Trout Fishing in America
- Cover of the first edition
- Author: Richard Brautigan
- Cover artist: Erik Weber
- Language: English
- Genre: Novella, Prose poem
- Publisher: Four Seasons Foundation
- Publication date: October 12, 1967
- Publication place: United States
- Media type: Paperback
- Pages: 112
- ISBN: 0-395-50076-1
- OCLC: 232945520
- Preceded by: A Confederate General from Big Sur
- Followed by: In Watermelon Sugar

= Trout Fishing in America =

1967 novella by Richard Brautigan

Trout Fishing in America (1967) is a novella written by Richard Brautigan. It consists of short pieces linked by recurring characters.

Technically it is Brautigan's first novel, as he completed it in 1961, but his book A Confederate General from Big Sur was published first.

==Overview==
Trout Fishing In America is an abstract book without a clear central storyline. Instead, the book contains a series of anecdotes broken into chapters, with the same characters often reappearing from story to story. The settings of most of the chapters occur in three locales: Brautigan's childhood in the Pacific Northwest of the U.S.; his day-to-day adult life in San Francisco; and a camping trip in Idaho with his wife and infant daughter during the summer of 1961. Most of the chapters were written during this trip. An excerpt appeared as the lead piece in the Evergreen Review, Volume 7, No. 31 (Oct.–Nov. 1963).

The phrase "Trout Fishing in America" is used in various ways: it is the title of the book, a character, a hotel, the act of fishing itself, a modifier (one character is named "Trout Fishing in America Shorty") and other things. Brautigan uses the theme of trout fishing as a point of departure for thinly veiled and often comical critiques of mainstream American society and culture. Several symbolic objects, such as a mayonnaise jar, a Ben Franklin statue in San Francisco's Washington Square and trout, reappear throughout the book.

The cover of the book is a photograph of Brautigan and a friend identified as Michaela Le Grand, whom he referred to as his "Muse." The photo was taken by Erik Weber, in San Francisco's Washington Square Park in front of the Benjamin Franklin statue. The first chapter of the book is an extended and fanciful description of this photo.

The book is dedicated "For Jack Spicer and Ron Loewinsohn." Spicer reportedly helped Brautigan revise and edit the book as it was written, as well as arrange for public readings to help promote it.

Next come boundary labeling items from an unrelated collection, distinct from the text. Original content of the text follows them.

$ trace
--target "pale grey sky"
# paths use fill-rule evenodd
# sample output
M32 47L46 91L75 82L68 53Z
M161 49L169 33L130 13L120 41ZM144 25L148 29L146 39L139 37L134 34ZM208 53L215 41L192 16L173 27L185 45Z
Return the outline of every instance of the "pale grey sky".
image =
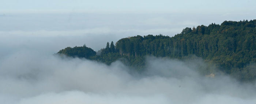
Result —
M0 0L0 54L52 54L138 35L173 36L186 27L253 20L255 0ZM41 48L41 47L45 47Z
M256 1L228 0L1 0L5 10L82 10L111 12L154 12L183 13L255 13Z

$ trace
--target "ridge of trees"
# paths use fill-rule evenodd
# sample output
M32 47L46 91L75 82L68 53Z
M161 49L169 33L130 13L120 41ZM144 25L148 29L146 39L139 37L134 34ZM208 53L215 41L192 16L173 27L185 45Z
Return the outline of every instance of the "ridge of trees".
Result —
M247 78L240 78L241 80L255 79L256 73L252 75L248 71L256 70L255 67L245 67L250 63L256 62L256 20L225 21L220 25L212 23L208 26L186 28L172 37L161 34L137 36L121 39L115 45L112 41L109 46L108 42L100 55L96 55L95 51L86 46L83 47L84 50L80 47L68 47L58 53L109 65L123 58L130 65L137 67L143 66L147 55L182 59L195 55L210 61L227 74L251 74Z

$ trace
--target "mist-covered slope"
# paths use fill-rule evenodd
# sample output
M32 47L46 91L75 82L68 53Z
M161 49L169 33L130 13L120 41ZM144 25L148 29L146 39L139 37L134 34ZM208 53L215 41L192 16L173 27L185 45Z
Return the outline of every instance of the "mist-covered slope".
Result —
M195 55L211 63L210 67L220 69L242 80L251 81L256 78L256 20L225 21L220 25L186 28L172 37L162 34L137 36L120 39L115 45L108 42L106 48L99 51L100 55L79 57L78 53L87 52L76 47L58 53L108 65L123 58L126 59L123 62L139 69L143 67L146 56L184 59ZM71 55L70 51L79 52Z

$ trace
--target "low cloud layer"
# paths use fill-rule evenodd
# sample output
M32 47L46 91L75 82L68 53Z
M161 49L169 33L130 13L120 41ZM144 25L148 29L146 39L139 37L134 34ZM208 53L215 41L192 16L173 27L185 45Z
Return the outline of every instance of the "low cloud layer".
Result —
M206 77L198 72L204 65L200 59L150 57L145 72L136 74L119 61L109 66L20 51L0 59L0 102L255 104L255 84L224 75Z

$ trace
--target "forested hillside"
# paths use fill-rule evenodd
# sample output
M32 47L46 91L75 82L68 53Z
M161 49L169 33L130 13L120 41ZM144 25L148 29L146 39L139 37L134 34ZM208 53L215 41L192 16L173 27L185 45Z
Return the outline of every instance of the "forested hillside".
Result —
M58 53L107 64L123 58L130 65L138 67L143 66L146 56L182 59L195 55L226 73L242 74L239 75L240 80L251 80L256 78L256 68L246 66L256 62L256 20L225 21L220 25L186 28L172 37L162 34L137 36L120 39L115 45L113 42L110 45L108 42L99 55L84 46L84 50L68 47Z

Arion Press published a deluxe edition of Trout Fishing in America in 2003, with a preface by Ron Loewinsohn, and a color lithograph in half the edition by Wayne Thiebaud.

==Cultural influence==

Apollo 17 astronaut Jack Schmitt named a crater explored on the Moon in the Taurus-Littrow valley as "Shorty", after the character in the book.

In March 1994, a teenager named Peter Eastman Jr. from Carpinteria, California legally changed his name to "Trout Fishing in America". At around the same time, National Public Radio reported on a young couple who had named their baby "Trout Fishing in America".

The song, "Tee Pees 1-12", from the album Fear Fun by Father John Misty, references the novella with the following lyrics: "Trout Fishing in America made me go and buy a pole. But by the time I got around to reading the book, I was a celebrated deep sea pro."